When I was a teen hippy wandering the streets stoned and barefoot after an anti-war demonstration, I bumped into a guy from a painting class I was taking whose reputation ranged from tragic (that he went to see every single movie at the cinema alone) to slanderous (that he was a paedophile). Standing right outside a fruit stand, hot, bothered and vagueing-the-fuck-out, the painter re-focused my attention by offering to buy me a piece of fruit on the proviso that I allowed him to watch me eat it. The combination of being half-baked with a slight Lolita complex meant I did oblige. Sometime later, unbeknownst to me, he exhibited a drawing me looking like a Les Miserables character (but not in a cute skinny way) devouring a nectarine. (It was a nectarine. I should have chosen a peach for the story’s sake, but it was a nectarine. I’m just sexually unconventional like that.) After hearing about this drawing, I felt a bit freaked out and exposed because the last thing a teen girl with eating neuroses wants is a drawing being of herself publicly displayed of herself eating AND looking ugly. I don’t mean to draw a true comparison between the two instances of being unwittingly turned into art; I’m not THAT much of an idiot, I can see the potentials for how negatively impacting the lives of Verhoeven’s subjects was a zillion times greater. Only to say that sometimes lessons with weird artist types are learned the hard way, in this instance, not just for the hurt and angry people, but for everyone.

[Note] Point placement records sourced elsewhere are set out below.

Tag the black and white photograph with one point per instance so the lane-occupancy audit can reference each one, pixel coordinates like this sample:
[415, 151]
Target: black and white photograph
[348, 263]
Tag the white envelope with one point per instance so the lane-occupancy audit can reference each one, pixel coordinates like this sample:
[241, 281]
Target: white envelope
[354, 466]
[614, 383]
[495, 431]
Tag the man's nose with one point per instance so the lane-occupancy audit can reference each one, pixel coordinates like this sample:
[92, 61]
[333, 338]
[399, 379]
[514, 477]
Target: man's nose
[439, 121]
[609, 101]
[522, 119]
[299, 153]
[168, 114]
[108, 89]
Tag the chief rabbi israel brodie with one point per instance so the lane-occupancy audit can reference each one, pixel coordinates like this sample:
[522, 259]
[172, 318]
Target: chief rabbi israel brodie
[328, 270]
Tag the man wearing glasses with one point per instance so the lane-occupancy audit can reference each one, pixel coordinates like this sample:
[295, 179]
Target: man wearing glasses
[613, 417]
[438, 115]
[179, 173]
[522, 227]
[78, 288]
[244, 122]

It’s kinda easy to get lulled into a sense of trust with strangers, and forgot that the internet is the internet. I think the outcome of making people feel a bit more paranoid than they do isn’t entirely bad. Not that those who were hurt by the project were asking for it nor did they deserve it, but perhaps a safety issue that is Berlin-specific was articulated: instead of worrying whether your prospective online hook-up is a violent sadist, or a fatty, worry that they might very well be turning you and your sexual narrative into an art project. In Berlin with its dense population of mentally ill people artists maybe you shouldn’t feel safe that your forays aren’t going to become the fodder of someone’s self-advancing creative agenda. Cunning cunts are still allowed to make art, unfortunately they’re often the ones who are more talented at it. Obvs, not always the case though.

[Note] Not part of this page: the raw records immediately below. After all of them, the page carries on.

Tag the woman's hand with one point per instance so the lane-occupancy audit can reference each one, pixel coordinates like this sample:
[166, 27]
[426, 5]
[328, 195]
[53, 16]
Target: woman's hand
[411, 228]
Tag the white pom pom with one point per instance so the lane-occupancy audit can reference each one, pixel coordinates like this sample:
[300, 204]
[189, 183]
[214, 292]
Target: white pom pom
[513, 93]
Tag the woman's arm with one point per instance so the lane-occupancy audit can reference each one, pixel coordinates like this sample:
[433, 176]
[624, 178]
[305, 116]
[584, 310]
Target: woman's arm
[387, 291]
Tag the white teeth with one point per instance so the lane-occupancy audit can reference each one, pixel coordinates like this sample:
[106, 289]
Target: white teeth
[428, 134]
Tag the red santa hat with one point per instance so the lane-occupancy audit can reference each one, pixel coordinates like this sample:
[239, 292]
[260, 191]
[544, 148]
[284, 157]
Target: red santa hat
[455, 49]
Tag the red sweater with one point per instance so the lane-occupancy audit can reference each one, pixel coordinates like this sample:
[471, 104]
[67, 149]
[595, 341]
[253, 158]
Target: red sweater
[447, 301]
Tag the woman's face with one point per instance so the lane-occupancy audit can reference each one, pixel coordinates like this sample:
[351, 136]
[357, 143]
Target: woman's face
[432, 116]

Artists have been exploiting and disregarding the feelings and well-being of their subjects since the beginning of art. It doesn’t make it right, but it is the nature of the beast. If the piece of art is seen as so profound no one seems to care that much about the ethics i.e. the iconic photograph of the Vietnamese child running naked, screaming in agony. That won the Pulitzer Prize without significant thought into her reality. Can artists really be qualified by their ability to fulfil art’s entirely abstract responsibility to society, and to use ethical means of production?

Maybe his art was pretty shit idea. If Berlin had a ‘no shit art’ rule then, well, there’d be no… erm… well… that’s another question.


XOX Mossy Brackets XOX

REMEMBER: A wise man once said that a rolling stone gathers no moss. That is a lie. Look between your flaps. There’s moss.